If I’m not mistaken your argument is a bit more complicated than it has to be (and in simplifying it, one proves something slightly stronger). The claim is that there’s no subfield K of the reals not containing cos(20) such that K(cos(20)) is obtained by adjoining a square or cube root of an element in K. (The strengthening is that it’s irrelevant how K was built up.) Suppose such K exists. The extension K(cos(20),zeta_3)/K is Galois, and the Galois group G maps onto Gal(Q(cos(20)/Q)) by restriction. Hence #G=6 (it’s at most 6 but divisible by both 3 and 2), our “square root or cube root” was a cube root, and K(cos(20),zeta_3)/K has the form K(cbrt{x},zeta_3)/K and is an extension of degree 6. But this means it’s an S_3 extension, and now you conclude as before.
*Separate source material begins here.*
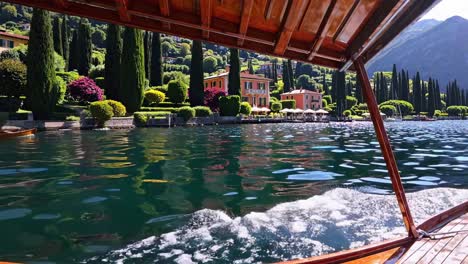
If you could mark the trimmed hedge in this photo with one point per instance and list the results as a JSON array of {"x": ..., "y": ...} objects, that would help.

2. Yeah, that’s a nice problem. (Actually this holds for any irreducible cubic with three real roots.) I think it’s a fairly common exercise to assign; at least I was assigned it in my algebra class (at Stanford) last quarter. My solution involved first adjoining the square root of the discriminant of $8x^3-6x-1$. Then you can break up the tower so that the degree of each $K_i/K_{i-1}$ is prime and is a root field of some $x^p-a$. Then there is a first $K_N$ in which $\cos 20$ is in your tower. One can show pretty easily that [K_N : K_{N-1} ] cannot be any prime other than three. However, three doesn’t work either, since $K_N/K_{N-1}$ is normal since it is a splitting field for $8x^3-6x-1$ (minimal polynomial for $\cos 20$); it is also a root of $x^3-a$ for some $a$. But then it also contains $e^{2\pi i/3}$, so it’s not a real field.
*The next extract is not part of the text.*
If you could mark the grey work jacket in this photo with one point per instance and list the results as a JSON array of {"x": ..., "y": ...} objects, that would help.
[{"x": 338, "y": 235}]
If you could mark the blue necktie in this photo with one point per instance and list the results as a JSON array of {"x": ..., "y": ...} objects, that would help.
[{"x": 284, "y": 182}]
3. Casus irreducibilis says:

This is an instance of the famous Casus Irreducibilis that can be found in Wikipedia or Planet Math. See also D.A. Cox, Galois Theory, Wiley-Interscience, 2004 for a good reference

4. Omar Antolín says:

I think you’re wrong about few examples appearing in textbooks, but I’m too lazy to check the texts used at my school. (They were, varying by prof: Rotman’s Galois Theory, Stewart’s Galois Theory and Clark’s Elements of Abstract Algebra.)